To return, then, to my critic, here is my agreement and my disagreement. The Novus Ordo is partly, but not exclusively, responsible for the loss of solemnity, and there is plenty of work that we can and should do, in regard to both forms of the Roman Rite, to intensify and elevate the solemnity of our liturgical celebrations. The ultimate solution, if we’re talking about a “Reform of the Reform,” can only be a Missal that is in deep and manifest continuity with the classical Roman rite. Indeed, as is generally acknowledged, even the Missal of 1962, as excellent as it is, already embodies the massive rupture of the post-1948 Holy Week ceremonies. Perhaps the distant path to liturgical peace and coherence will go by way of the 1962 Missal as the base text, with a restored pre-1948 Holy Week, and a few additional Prefaces, votive Masses, and saints’ feasts, so that the Missal is both up to date and manifestly Roman.

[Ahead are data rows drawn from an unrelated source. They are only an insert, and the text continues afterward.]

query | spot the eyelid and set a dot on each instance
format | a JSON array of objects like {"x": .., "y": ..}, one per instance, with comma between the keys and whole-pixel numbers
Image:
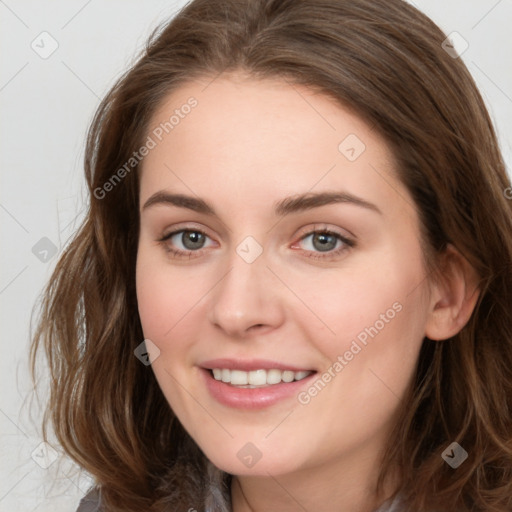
[{"x": 348, "y": 242}]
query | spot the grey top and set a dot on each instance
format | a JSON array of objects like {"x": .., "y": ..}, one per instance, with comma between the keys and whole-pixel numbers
[{"x": 91, "y": 503}]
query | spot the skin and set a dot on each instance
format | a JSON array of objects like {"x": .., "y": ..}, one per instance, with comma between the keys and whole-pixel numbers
[{"x": 247, "y": 145}]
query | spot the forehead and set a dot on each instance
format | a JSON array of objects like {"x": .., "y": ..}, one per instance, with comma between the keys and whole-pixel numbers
[{"x": 262, "y": 139}]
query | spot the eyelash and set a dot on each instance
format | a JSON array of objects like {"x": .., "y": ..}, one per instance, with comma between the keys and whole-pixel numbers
[{"x": 347, "y": 244}]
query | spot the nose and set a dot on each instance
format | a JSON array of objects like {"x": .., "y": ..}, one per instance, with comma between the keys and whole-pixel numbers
[{"x": 247, "y": 299}]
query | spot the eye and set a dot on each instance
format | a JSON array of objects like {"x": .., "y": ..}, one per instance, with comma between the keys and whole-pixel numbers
[
  {"x": 324, "y": 243},
  {"x": 185, "y": 241}
]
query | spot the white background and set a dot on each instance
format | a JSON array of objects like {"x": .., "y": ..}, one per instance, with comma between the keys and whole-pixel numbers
[{"x": 46, "y": 106}]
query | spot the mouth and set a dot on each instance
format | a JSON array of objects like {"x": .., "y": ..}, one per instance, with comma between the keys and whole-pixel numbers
[
  {"x": 257, "y": 378},
  {"x": 253, "y": 384}
]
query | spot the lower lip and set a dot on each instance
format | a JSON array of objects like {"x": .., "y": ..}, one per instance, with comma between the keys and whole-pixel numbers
[{"x": 252, "y": 398}]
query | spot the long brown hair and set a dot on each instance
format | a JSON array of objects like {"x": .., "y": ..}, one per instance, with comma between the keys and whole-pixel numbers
[{"x": 384, "y": 60}]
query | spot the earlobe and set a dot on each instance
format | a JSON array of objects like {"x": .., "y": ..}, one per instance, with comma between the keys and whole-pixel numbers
[{"x": 454, "y": 293}]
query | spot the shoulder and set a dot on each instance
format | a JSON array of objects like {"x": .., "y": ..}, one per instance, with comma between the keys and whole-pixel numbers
[{"x": 90, "y": 502}]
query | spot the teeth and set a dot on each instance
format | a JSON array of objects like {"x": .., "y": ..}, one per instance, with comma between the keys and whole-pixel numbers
[{"x": 257, "y": 378}]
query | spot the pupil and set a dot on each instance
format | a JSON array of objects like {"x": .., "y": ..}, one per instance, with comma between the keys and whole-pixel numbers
[
  {"x": 192, "y": 239},
  {"x": 324, "y": 242}
]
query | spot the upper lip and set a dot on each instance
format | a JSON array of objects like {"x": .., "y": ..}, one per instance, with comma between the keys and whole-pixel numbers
[{"x": 250, "y": 365}]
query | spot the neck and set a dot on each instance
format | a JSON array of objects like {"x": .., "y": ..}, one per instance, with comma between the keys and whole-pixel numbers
[{"x": 342, "y": 486}]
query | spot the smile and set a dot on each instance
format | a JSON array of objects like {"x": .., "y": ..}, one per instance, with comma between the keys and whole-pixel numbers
[{"x": 257, "y": 378}]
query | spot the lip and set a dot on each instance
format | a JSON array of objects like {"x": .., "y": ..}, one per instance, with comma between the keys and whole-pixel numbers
[
  {"x": 252, "y": 398},
  {"x": 248, "y": 365}
]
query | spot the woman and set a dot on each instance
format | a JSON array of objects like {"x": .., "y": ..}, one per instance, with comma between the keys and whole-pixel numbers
[{"x": 286, "y": 294}]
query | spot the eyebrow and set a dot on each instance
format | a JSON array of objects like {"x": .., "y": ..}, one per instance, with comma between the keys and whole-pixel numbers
[{"x": 292, "y": 204}]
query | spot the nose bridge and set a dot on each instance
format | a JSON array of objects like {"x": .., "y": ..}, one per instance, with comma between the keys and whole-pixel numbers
[{"x": 244, "y": 298}]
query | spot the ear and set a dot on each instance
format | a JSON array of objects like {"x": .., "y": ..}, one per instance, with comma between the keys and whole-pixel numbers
[{"x": 454, "y": 292}]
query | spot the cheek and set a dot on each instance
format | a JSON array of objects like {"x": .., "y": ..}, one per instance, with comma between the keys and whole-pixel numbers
[{"x": 377, "y": 297}]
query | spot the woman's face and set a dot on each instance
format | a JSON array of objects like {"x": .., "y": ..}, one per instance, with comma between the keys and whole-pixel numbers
[{"x": 291, "y": 251}]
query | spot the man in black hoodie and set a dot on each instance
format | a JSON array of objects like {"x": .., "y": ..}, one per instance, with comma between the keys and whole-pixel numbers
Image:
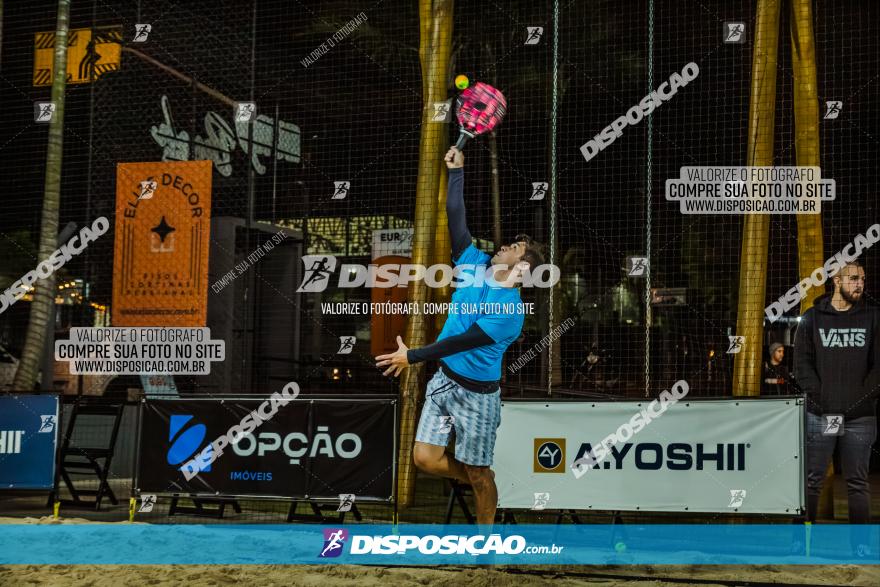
[{"x": 837, "y": 365}]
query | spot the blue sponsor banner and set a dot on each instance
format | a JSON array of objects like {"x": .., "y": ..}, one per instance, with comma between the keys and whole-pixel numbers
[
  {"x": 28, "y": 437},
  {"x": 780, "y": 544}
]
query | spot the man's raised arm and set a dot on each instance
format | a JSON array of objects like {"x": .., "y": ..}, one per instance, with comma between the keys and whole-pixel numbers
[{"x": 459, "y": 234}]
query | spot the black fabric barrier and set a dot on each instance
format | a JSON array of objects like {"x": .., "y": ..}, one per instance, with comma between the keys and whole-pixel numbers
[{"x": 316, "y": 448}]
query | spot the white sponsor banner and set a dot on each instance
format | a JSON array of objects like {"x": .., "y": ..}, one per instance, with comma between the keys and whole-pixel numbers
[
  {"x": 699, "y": 456},
  {"x": 392, "y": 241}
]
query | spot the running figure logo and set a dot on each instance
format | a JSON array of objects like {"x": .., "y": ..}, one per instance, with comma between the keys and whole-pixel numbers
[
  {"x": 833, "y": 425},
  {"x": 832, "y": 109},
  {"x": 737, "y": 496},
  {"x": 734, "y": 32},
  {"x": 346, "y": 345},
  {"x": 341, "y": 189},
  {"x": 44, "y": 111},
  {"x": 147, "y": 503},
  {"x": 244, "y": 111},
  {"x": 318, "y": 271},
  {"x": 736, "y": 344},
  {"x": 333, "y": 542},
  {"x": 539, "y": 190},
  {"x": 47, "y": 424},
  {"x": 446, "y": 424},
  {"x": 141, "y": 32},
  {"x": 148, "y": 188},
  {"x": 534, "y": 35}
]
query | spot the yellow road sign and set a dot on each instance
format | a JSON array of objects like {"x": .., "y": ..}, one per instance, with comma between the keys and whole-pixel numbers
[{"x": 88, "y": 57}]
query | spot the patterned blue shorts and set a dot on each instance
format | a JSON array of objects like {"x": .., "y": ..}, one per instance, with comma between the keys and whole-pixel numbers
[{"x": 474, "y": 417}]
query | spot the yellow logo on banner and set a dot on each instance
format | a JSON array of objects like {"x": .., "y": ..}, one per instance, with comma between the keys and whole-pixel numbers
[
  {"x": 549, "y": 455},
  {"x": 163, "y": 231},
  {"x": 88, "y": 57}
]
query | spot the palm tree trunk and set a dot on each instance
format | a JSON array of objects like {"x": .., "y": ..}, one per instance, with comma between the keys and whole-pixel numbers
[
  {"x": 43, "y": 302},
  {"x": 433, "y": 143}
]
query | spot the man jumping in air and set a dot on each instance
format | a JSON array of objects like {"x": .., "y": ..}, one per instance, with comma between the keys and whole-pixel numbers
[{"x": 464, "y": 395}]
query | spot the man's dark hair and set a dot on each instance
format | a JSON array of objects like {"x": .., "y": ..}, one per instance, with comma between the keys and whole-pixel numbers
[{"x": 534, "y": 253}]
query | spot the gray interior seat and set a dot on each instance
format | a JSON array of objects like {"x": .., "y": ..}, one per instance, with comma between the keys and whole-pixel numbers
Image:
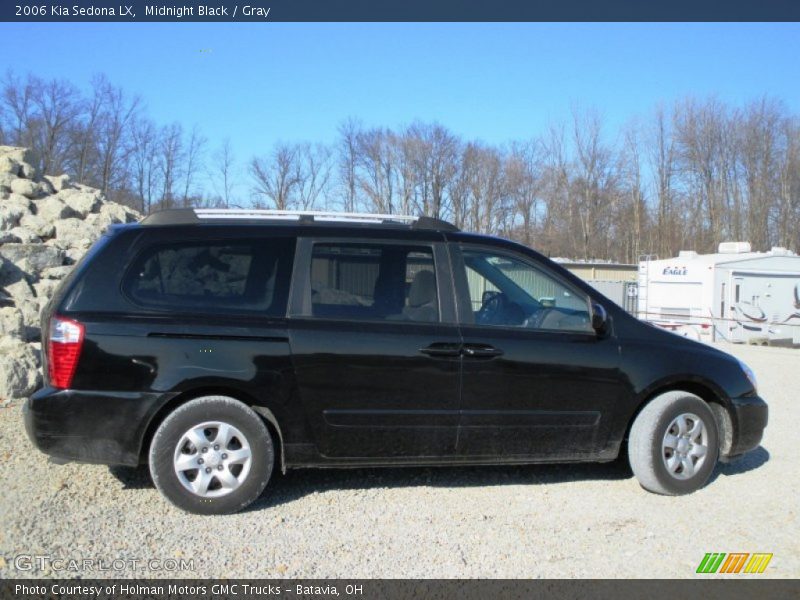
[{"x": 422, "y": 298}]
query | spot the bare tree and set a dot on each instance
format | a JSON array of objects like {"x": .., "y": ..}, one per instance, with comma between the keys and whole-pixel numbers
[
  {"x": 224, "y": 161},
  {"x": 348, "y": 158},
  {"x": 275, "y": 176},
  {"x": 171, "y": 157},
  {"x": 192, "y": 158},
  {"x": 313, "y": 170}
]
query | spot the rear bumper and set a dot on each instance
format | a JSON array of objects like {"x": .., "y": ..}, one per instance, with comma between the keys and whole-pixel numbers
[
  {"x": 93, "y": 427},
  {"x": 749, "y": 416}
]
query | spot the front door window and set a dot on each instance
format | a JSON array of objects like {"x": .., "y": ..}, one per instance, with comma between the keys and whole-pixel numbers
[{"x": 507, "y": 291}]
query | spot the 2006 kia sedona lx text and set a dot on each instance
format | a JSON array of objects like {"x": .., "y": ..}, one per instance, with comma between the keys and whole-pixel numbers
[{"x": 219, "y": 345}]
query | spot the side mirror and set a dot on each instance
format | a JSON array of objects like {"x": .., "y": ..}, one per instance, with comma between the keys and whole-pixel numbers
[{"x": 599, "y": 318}]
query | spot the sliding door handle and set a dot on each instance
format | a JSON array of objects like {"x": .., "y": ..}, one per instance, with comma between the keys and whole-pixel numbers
[{"x": 442, "y": 349}]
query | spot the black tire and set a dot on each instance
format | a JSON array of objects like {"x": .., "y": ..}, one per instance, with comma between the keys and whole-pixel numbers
[
  {"x": 647, "y": 452},
  {"x": 212, "y": 409}
]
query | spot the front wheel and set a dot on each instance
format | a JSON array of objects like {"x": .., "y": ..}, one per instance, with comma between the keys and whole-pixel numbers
[
  {"x": 212, "y": 455},
  {"x": 674, "y": 444}
]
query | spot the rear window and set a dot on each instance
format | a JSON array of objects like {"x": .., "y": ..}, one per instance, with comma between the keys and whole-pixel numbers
[{"x": 232, "y": 276}]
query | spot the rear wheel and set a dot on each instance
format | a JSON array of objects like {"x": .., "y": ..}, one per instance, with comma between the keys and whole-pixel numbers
[
  {"x": 212, "y": 455},
  {"x": 674, "y": 444}
]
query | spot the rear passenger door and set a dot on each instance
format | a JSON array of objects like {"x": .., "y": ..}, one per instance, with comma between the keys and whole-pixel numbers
[{"x": 375, "y": 347}]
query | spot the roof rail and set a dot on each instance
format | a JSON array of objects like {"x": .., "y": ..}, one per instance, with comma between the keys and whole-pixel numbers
[{"x": 185, "y": 216}]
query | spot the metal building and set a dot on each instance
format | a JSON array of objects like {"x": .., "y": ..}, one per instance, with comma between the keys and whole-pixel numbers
[{"x": 735, "y": 294}]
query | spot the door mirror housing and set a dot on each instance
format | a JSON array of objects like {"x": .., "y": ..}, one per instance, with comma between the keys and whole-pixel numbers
[{"x": 599, "y": 318}]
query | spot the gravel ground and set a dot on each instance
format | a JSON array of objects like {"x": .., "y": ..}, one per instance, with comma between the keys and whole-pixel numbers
[{"x": 527, "y": 522}]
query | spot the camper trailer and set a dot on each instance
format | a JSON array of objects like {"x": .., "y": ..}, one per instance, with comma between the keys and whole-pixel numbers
[{"x": 735, "y": 295}]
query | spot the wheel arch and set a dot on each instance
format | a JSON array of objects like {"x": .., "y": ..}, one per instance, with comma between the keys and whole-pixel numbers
[
  {"x": 717, "y": 401},
  {"x": 171, "y": 405}
]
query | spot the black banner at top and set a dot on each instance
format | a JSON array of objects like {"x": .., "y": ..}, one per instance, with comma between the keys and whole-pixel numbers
[{"x": 130, "y": 11}]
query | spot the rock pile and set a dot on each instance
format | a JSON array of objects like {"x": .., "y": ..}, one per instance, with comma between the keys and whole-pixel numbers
[{"x": 46, "y": 225}]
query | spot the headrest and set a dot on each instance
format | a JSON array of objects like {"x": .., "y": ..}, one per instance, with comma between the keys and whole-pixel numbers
[{"x": 423, "y": 289}]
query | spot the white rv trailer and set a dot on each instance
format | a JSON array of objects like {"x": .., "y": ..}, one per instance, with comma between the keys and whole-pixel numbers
[{"x": 735, "y": 295}]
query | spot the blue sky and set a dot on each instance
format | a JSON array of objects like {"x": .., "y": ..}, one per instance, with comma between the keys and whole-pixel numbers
[{"x": 261, "y": 83}]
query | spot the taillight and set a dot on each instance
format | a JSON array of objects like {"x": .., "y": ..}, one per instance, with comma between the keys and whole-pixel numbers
[{"x": 63, "y": 350}]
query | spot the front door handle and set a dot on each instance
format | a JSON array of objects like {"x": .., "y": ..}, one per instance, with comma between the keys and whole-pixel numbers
[
  {"x": 442, "y": 349},
  {"x": 481, "y": 351}
]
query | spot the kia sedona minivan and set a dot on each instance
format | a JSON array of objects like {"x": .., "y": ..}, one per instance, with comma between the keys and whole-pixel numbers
[{"x": 220, "y": 345}]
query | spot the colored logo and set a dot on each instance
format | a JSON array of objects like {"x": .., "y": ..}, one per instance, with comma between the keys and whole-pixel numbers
[{"x": 735, "y": 562}]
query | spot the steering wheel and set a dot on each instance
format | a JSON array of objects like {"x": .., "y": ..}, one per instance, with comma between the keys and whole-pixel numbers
[{"x": 492, "y": 309}]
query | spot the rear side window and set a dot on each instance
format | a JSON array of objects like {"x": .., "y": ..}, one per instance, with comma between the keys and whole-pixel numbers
[
  {"x": 233, "y": 276},
  {"x": 374, "y": 281}
]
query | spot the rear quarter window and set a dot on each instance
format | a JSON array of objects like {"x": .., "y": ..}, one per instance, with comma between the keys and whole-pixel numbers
[{"x": 249, "y": 276}]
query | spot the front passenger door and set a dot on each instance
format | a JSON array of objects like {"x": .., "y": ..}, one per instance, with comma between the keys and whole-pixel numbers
[
  {"x": 538, "y": 381},
  {"x": 375, "y": 346}
]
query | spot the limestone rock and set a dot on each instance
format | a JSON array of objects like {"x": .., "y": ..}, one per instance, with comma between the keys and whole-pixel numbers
[
  {"x": 26, "y": 188},
  {"x": 17, "y": 154},
  {"x": 59, "y": 182},
  {"x": 76, "y": 233},
  {"x": 11, "y": 323},
  {"x": 27, "y": 171},
  {"x": 56, "y": 272},
  {"x": 25, "y": 235},
  {"x": 81, "y": 202},
  {"x": 9, "y": 166},
  {"x": 44, "y": 291},
  {"x": 51, "y": 208},
  {"x": 32, "y": 258},
  {"x": 39, "y": 226}
]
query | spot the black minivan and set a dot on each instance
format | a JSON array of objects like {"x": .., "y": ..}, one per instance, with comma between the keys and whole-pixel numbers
[{"x": 216, "y": 345}]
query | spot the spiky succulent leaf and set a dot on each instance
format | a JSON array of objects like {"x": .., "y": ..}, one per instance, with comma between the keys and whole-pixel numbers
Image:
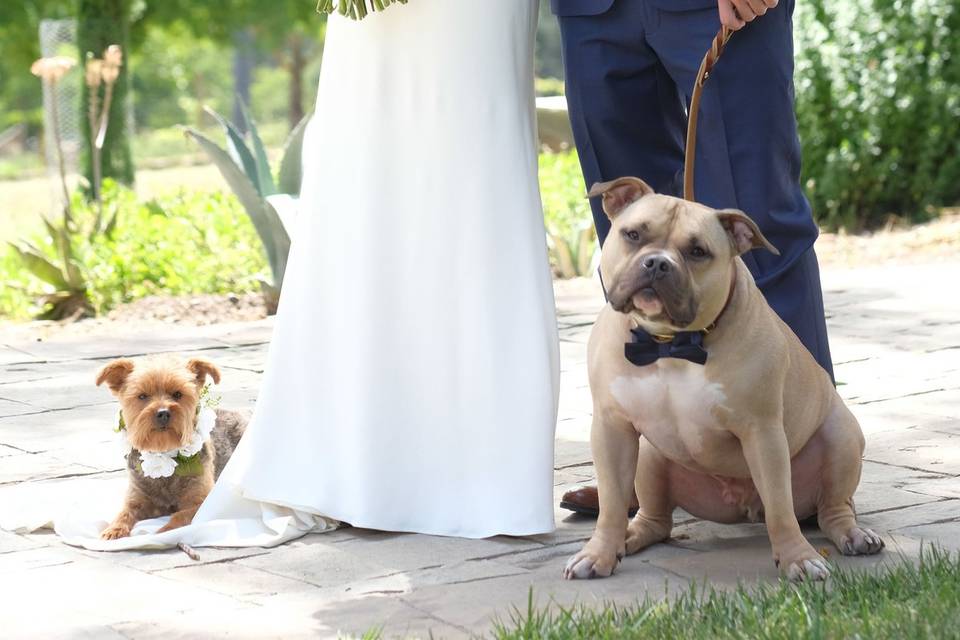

Ah, but now we are daydreaming. Our immediate work is somehow both simpler and more demanding: to offer the Sacrifice of Praise in both forms of the Roman Rite, as they now exist, with as much solemnity as possible, according to our circumstances, in continuity with the best of our tradition. Surely, in whatever capacity we serve our Lord, we may consciously strive, in all the ways at our disposal, for the “due solemnity” that befits the celebration of the Church’s sacraments and liturgies. Nothing less is worthy of our King to receive, nothing less is fitting for man to give.